15 de octubre de 2023

Un drama romántico en el terror rojo

De uno de esos montoncillos de libros sin leer esparcidos por casa, abrí uno viejo de un autor ruso que me era desconocido, publicado en España en 1968 en la colección Austral de Espasa Calpe y, por tanto, de traducción sospechosa -las traducciones directas del ruso al español no eran comunes hasta época reciente-, lo cual se reveló un prejuicio injusto. La novela se titulaba El payaso rojo, escrita por E. Chirikov, que, para mi sorpresa, me atrapó desde la primera página. Del autor he encontrado poco, lo mejor está en su biografía de la wikipedia en inglés, en donde hay una descripción breve pero coherente de su evolución ideológica desde el populismo juvenil a la cercanía con el marxismo y su exilio final a Praga por su desacuerdo con los revolucionarios comunistas, en donde muere en 1932. Sin embargo, de esta obra no he encontrado nada, salvo por alguna sucinta descripción en las páginas webs de algunas librerías de segunda mano.
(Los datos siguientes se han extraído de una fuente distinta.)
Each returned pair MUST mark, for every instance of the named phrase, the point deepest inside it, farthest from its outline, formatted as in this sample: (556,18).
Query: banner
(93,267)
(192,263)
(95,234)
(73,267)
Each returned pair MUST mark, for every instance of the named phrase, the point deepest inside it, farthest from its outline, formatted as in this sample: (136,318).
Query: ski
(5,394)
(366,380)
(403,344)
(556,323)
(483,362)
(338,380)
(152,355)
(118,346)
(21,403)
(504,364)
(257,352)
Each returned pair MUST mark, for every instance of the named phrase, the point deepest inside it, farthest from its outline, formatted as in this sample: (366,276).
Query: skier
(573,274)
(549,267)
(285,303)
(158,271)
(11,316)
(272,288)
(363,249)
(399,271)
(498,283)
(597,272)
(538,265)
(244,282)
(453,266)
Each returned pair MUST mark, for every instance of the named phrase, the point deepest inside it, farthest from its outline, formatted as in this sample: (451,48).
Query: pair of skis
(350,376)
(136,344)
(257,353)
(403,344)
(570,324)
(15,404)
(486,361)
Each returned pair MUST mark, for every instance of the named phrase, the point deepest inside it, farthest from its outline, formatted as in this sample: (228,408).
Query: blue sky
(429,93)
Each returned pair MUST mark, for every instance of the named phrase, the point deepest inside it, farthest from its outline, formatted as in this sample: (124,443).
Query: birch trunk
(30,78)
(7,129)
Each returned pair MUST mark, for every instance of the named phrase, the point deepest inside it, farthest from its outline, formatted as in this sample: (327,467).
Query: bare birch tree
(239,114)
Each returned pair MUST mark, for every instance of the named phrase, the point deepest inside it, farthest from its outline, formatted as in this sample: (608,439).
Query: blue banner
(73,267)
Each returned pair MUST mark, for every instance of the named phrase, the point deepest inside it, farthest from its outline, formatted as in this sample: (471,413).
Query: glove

Es más, no sale en la sección de obras del autor en la wikipedia, o por lo menos no con ese nombre, y cuando la he buscado en las versiones italiana e inglesa ni siquiera coinciden muchos de los títulos del autor, como si en cada idioma hubiera publicadas obras distintas suyas -en la versión francesa de la wikipedia, extrañamente, no existe ni el autor-. Así que ni supe si el título se ajustaba al original ruso o era una singularidad del traductor español, ni el año o el país de su publicación, hasta que puse en el traductor de google cada uno de los títulos del autor en ruso y, al fin, una obra publicada en 1928 se tradujo por “Payaso rojo”. Tampoco sabía si el libro me lo había llevado hace muchos años de casa de mis padres -lo que me negaron sin mucha convicción- o si lo había comprado en alguna tienda de segunda mano, de lo que he acabado por convencerme al ver el precio de 60 céntimos marcado a lápiz en una de las páginas del final. Esta desconcertante falta de información me ha animado a escribir unas líneas sobre esta entretenida y desgarradora novela corta. 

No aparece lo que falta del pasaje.